Pair Corralation between Play2Chill and Mercator Medical

Assuming the 90 days trading horizon Play2Chill SA is expected to generate 1.41 times more return on investment than Mercator Medical. However, Play2Chill is 1.41 times more volatile than Mercator Medical SA. It trades about 0.24 of its potential returns per unit of risk. Mercator Medical SA is currently generating about -0.22 per unit of risk. If you would invest  392.00  in Play2Chill SA on September 1, 2024 and sell it today you would earn a total of  58.00  from holding Play2Chill SA or generate 14.8% return on investment over 90 days.
Time Period3 Months [change]
DirectionMoves Against 
StrengthInsignificant
Accuracy95.0%
ValuesDaily Returns

Play2Chill SA  vs.  Mercator Medical SA

 Performance 
       Timeline  
Play2Chill SA 

Risk-Adjusted Performance

6 of 100

 
Weak
 
Strong
Modest
Compared to the overall equity markets, risk-adjusted returns on investments in Play2Chill SA are ranked lower than 6 (%) of all global equities and portfolios over the last 90 days. Even with relatively weak basic indicators, Play2Chill reported solid returns over the last few months and may actually be approaching a breakup point.
Mercator Medical 

Risk-Adjusted Performance

0 of 100

 
Weak
 
Strong
Very Weak
Over the last 90 days Mercator Medical SA has generated negative risk-adjusted returns adding no value to investors with long positions. Even with weak performance in the last few months, the Stock's basic indicators remain relatively invariable which may send shares a bit higher in December 2024. The latest agitation may also be a sign of long-running up-swing for the enterprise retail investors.

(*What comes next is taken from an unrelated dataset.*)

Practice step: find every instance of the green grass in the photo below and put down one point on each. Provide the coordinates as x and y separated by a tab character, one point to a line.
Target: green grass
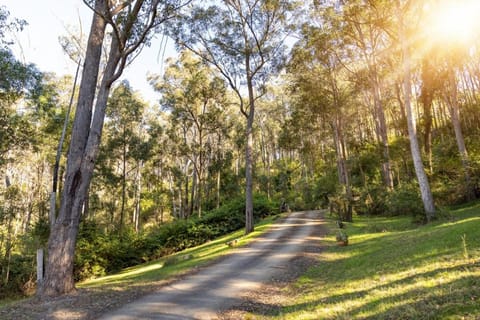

Play2Chill and Mercator Medical Volatility Contrast

   Predicted Return Density   
       Returns  

Pair Trading with Play2Chill and Mercator Medical

The main advantage of trading using opposite Play2Chill and Mercator Medical positions is that it hedges away some unsystematic risk. Because of two separate transactions, even if Play2Chill position performs unexpectedly, Mercator Medical can make up some of the losses. Pair trading also minimizes risk from directional movements in the market. For example, if an entire industry or sector drops because of unexpected headlines, the short position in Mercator Medical will offset losses from the drop in Mercator Medical's long position.
The idea behind Play2Chill SA and Mercator Medical SA pairs trading is to make the combined position market-neutral, meaning the overall market's direction will not affect its win or loss (or potential downside or upside). This can be achieved by designing a pairs trade with two highly correlated stocks or equities that operate in a similar space or sector, making it possible to obtain profits through simple and relatively low-risk investment.
Check out your portfolio center.
Note that this page's information should be used as a complementary analysis to find the right mix of equity instruments to add to your existing portfolios or create a brand new portfolio. You can also try the Portfolio Volatility module to check portfolio volatility and analyze historical return density to properly model market risk.